Friday, July 11, 2008


Having previously discussed seasonal fabrics, this week I'd like to look at the importance of fabric in any men's suit no matter what the season. We all know that the cut of a bespoke suit makes the difference between standing out in the crowd and having a standardised version of the suit you'd like, but let's not forget how important the right kind of fabric is in the equation.

Your choice of fabric emphasises why getting a made to measure suit is a much better investment than an off the peg quick fix. Any tailor worth his salt will spend time choosing the right fabric for your suit with you so that the suit maintains its best look no matter when you wear it. As an integral element of suit buying, choosing the right fabric is dependent on two main factors:

Fabric Weight

Getting the right weight of fabric for your suit so that it hangs in a flattering manner is as important as getting your measurements right. After all, if your jacket buckles or the trousers wrinkle half way through the day, the impact you have at that all-important presentation may not be quite the one you intended when you left your home in the morning.

The weight of any suit fabric is determined by the mix it is comprised of, wools and flannels being the heaviest. Suit fabrics are measured in density of metres; and the heavier your fabric the more sturdy your suit will be, but in some cases the less breathable. You can of course get wool mixes, which are created for breathability and will still keep the shape of your suit. But bear in mind that generally the denser the fabric, the hotter you'll be.

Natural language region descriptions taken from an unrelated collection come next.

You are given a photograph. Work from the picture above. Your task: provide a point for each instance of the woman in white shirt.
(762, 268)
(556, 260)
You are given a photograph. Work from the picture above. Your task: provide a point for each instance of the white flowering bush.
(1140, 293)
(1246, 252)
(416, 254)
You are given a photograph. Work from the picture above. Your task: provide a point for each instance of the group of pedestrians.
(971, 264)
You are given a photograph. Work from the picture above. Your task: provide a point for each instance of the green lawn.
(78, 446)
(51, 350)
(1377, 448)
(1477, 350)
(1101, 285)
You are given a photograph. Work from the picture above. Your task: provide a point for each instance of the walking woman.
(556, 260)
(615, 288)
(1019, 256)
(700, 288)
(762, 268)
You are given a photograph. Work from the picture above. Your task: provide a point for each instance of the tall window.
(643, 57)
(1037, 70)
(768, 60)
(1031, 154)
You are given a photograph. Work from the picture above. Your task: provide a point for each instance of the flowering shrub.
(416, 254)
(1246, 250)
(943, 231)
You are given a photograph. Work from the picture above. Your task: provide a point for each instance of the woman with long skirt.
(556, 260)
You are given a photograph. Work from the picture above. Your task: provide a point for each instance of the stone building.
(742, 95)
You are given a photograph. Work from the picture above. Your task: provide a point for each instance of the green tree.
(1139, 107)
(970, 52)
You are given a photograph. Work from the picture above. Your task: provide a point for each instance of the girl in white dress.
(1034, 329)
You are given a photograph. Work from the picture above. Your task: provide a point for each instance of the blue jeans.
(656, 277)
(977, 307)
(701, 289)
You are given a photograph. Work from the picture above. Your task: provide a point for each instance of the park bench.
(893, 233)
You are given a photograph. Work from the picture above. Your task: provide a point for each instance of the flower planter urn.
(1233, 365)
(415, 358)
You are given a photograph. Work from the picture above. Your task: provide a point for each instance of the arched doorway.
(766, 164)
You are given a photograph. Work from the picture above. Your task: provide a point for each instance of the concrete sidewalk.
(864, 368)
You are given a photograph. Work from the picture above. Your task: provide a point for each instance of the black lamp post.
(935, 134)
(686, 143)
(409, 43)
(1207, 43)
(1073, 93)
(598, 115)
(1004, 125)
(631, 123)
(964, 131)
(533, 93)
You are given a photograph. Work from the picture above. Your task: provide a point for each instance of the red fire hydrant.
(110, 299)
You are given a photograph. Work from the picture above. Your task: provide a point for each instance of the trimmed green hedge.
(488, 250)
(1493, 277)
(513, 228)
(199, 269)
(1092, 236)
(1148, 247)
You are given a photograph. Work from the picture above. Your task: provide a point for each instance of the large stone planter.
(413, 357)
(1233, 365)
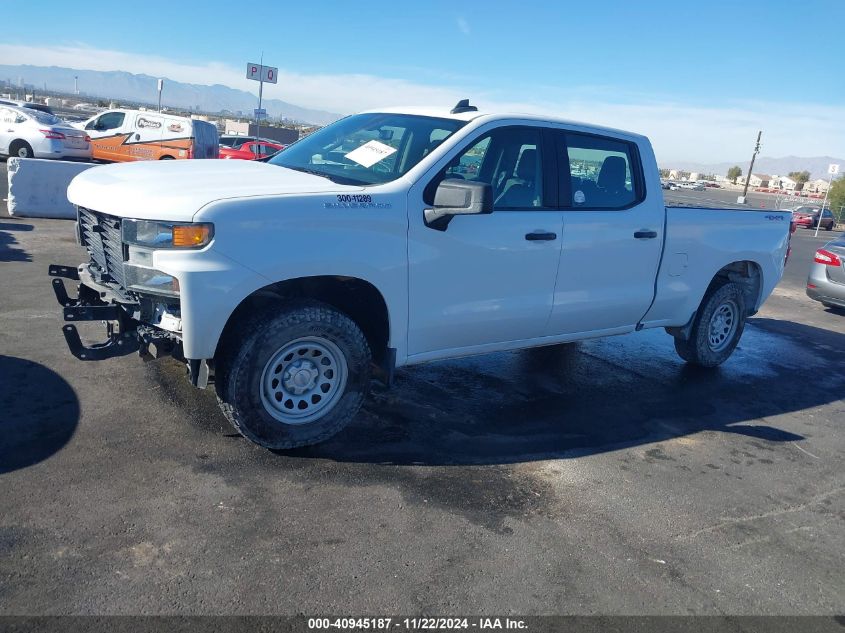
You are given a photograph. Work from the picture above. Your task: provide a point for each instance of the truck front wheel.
(717, 327)
(298, 375)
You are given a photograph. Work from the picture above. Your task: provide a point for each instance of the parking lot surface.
(603, 477)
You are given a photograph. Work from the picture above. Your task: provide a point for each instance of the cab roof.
(487, 115)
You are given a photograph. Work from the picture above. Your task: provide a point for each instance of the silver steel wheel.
(722, 326)
(303, 380)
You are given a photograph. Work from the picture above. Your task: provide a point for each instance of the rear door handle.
(540, 236)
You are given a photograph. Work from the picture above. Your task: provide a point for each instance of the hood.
(176, 189)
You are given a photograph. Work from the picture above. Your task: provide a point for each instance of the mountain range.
(816, 165)
(119, 85)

Most men's suits are made of mid-weight material to allow ten month wear, meaning you can wear the suit on all but the hottest days of the year. Discuss with your tailor where and when you intend to wear your suit in order to get the right weight recommendation.

Thread Count

The quality of fabric you're buying is determined by the thread count. Simply put, the higher the count, the better quality you're getting. Often associated with linens, which is one of this season's most popular fabrics, the thread count should be applicable to every kind of cloth that you might buy a suit in and is usually referred to as the “Super number”. Depending on what you're wearing your suit for, a Super count thread which is in the 400+ range, indicates a fine cloth that will not endure constant wear. Unless you're committed to replacing your suit often, these kinds of cloths are best left to special occasions and not for office wear.